OLINDO RAMPIN | A pochi passi dalla prima fila di spettatori, al centro di una scena povera d’oggetti, Imma Villa è la regina di una città che non esiste più. Accasciata a terra, in antichi abiti luttuosi, Ecuba rivendica con regale fierezza il diritto a piangere. Non sarà il silenzio, ma il thrênos, il canto funebre, ad accompagnare il dolore di questa sovrana dýsdaimon, «infelice». Nelle Troiane, nella versione del greco Euripide ma anche nel vario mosaico di testi, da Seneca a Sartre, che ne sono derivati, e dai quali Carlo Cerciello ha elaborato adattamento e regia aggiungendo il sottotitolo Ovvero in guerra per un fantasma, è l’infelicità umana, prima ancora che la disumanità della guerra, il centro del discorso tragico.
È la «filosofia dolorosa ma vera» che più di duemila anni dopo il Leopardi delle Operette morali, nei panni di Tristano, rivendicherà coraggiosamente, replicando ai suoi detrattori che quella filosofia non era affatto una invenzione sua, ma dei poeti e filosofi antichi «i quali tutti sono pieni pienissimi di favole, di sentenze, di figure significanti l’estrema infelicità umana». Ed Euripide è certamente un nobile antenato di questa illustre prosàpia.

Imma Villa è Ecuba

Al centro delle sue Troiane c’è dunque il pianto. C’è, più ancora, l’affermazione del diritto al lamento, il piacere delle lacrime, rifugio degli infelici. Dice Ecuba, con parole programmatiche: «Anche questa è musica per i disgraziati: gridare le loro sciagure». Il Coro esprime ancor meglio questo concetto, centrale nell’opera: «Come sono dolci le lacrime, per quelli che stanno male, e i gemiti delle lamentazioni, e la musica che contiene i dolori». Ne deriva così, a dispetto di facili attualizzazioni, la meravigliosa inattualità delle Troiane euripidee, il presente essendo un tempo che condanna il piangere, dileggia il lamento e celebra l’obbligo alla felicità, quandanche fittizia.

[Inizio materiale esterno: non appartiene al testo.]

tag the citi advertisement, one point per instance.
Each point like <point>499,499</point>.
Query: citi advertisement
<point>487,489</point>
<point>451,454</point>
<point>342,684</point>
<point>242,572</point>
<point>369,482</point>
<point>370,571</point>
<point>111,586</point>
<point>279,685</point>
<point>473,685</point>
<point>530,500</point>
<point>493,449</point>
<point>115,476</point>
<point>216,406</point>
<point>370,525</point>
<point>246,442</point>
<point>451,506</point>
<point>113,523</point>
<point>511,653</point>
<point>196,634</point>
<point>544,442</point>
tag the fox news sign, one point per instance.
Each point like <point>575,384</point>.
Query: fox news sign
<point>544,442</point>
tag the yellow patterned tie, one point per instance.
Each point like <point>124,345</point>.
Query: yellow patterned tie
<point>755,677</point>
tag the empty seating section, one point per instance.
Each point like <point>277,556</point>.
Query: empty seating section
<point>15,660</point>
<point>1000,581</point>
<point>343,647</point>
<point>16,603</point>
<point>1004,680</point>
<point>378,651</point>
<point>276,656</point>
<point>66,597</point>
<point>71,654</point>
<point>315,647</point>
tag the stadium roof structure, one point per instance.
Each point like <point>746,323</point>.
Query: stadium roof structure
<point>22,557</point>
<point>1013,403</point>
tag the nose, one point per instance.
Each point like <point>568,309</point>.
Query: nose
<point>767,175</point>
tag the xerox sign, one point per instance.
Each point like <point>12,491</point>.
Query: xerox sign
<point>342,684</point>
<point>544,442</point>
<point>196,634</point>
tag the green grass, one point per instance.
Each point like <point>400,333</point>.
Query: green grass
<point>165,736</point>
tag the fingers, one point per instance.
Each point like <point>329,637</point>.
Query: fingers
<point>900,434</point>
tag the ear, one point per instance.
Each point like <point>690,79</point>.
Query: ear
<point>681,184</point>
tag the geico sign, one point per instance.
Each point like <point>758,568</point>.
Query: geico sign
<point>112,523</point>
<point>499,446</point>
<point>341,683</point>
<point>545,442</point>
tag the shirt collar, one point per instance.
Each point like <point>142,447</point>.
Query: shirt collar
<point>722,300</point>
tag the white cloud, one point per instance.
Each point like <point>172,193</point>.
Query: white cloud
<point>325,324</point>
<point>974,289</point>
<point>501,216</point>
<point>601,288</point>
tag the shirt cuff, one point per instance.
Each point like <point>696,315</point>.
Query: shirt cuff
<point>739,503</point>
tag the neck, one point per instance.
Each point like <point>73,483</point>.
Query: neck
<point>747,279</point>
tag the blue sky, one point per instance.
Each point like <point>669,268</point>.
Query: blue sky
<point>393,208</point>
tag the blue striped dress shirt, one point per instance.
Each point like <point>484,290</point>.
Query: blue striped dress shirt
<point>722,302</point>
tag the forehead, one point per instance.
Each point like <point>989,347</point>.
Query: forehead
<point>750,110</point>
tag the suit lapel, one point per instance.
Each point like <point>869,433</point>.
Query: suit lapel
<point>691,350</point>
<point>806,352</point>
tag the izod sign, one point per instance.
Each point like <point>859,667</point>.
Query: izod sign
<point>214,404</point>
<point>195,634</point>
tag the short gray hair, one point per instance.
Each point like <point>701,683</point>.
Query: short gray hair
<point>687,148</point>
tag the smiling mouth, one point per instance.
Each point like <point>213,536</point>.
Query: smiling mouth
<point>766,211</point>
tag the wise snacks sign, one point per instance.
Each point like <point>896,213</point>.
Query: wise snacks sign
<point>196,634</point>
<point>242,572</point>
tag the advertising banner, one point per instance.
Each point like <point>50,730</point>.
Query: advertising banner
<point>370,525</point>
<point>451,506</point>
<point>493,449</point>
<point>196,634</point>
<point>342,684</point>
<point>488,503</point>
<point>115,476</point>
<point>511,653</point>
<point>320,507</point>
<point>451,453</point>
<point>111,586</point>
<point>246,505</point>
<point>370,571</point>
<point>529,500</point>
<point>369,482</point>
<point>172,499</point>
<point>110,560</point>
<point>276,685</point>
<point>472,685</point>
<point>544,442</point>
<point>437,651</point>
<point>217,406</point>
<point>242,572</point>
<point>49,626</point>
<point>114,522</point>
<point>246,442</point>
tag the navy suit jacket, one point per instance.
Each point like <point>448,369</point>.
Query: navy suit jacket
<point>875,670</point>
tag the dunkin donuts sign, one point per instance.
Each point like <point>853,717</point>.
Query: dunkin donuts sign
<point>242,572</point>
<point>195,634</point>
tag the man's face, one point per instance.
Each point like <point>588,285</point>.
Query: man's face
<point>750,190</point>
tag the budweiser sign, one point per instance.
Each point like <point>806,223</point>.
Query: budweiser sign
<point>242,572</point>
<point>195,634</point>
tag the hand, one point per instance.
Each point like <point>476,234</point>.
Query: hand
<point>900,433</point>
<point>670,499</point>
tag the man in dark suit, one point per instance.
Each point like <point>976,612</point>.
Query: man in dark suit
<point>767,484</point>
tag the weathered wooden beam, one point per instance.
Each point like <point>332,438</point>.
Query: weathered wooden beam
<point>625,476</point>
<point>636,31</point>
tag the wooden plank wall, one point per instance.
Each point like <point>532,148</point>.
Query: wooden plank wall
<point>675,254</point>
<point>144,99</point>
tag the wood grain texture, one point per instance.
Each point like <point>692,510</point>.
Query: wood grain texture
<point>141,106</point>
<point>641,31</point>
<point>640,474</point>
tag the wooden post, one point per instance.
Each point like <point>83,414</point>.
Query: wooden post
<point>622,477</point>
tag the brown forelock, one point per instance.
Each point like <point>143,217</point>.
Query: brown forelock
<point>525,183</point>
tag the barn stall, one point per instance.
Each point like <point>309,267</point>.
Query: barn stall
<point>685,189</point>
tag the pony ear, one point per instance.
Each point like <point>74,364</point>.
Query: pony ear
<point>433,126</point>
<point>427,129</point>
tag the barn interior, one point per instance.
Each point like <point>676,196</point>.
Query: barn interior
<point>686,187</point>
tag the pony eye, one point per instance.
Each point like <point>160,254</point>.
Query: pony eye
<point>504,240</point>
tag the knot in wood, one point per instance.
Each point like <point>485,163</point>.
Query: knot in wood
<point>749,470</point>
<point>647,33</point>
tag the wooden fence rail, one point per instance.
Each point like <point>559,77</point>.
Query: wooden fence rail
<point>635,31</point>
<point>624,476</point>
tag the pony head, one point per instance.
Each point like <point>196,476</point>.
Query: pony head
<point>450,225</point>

Alla sinistra della dolente vedova di Priamo vediamo alzarsi e prendere la parola Mariachiara Falcone, grintosa e combattiva Cassandra, profetessa invasata ma lucida. Destinata ad Agamennone come concubina, è follemente felice perché ne profetizza la morte, la vendetta essendo l’unica giustizia in un mondo in cui la forza ha preso il posto della legge. Alla destra di Ecuba si solleva Serena Mazzei, un’Andromaca che del dolore è l’espressione più pura, avvolta in un peplo e in un mantello neri che le coprono la testa, funebre maschera di un lutto atroce che segue l’uccisione del marito Ettore: l’assassinio del figlioletto Astianatte, gettato dalle rovine di Troia su crudele proposta di Ulisse.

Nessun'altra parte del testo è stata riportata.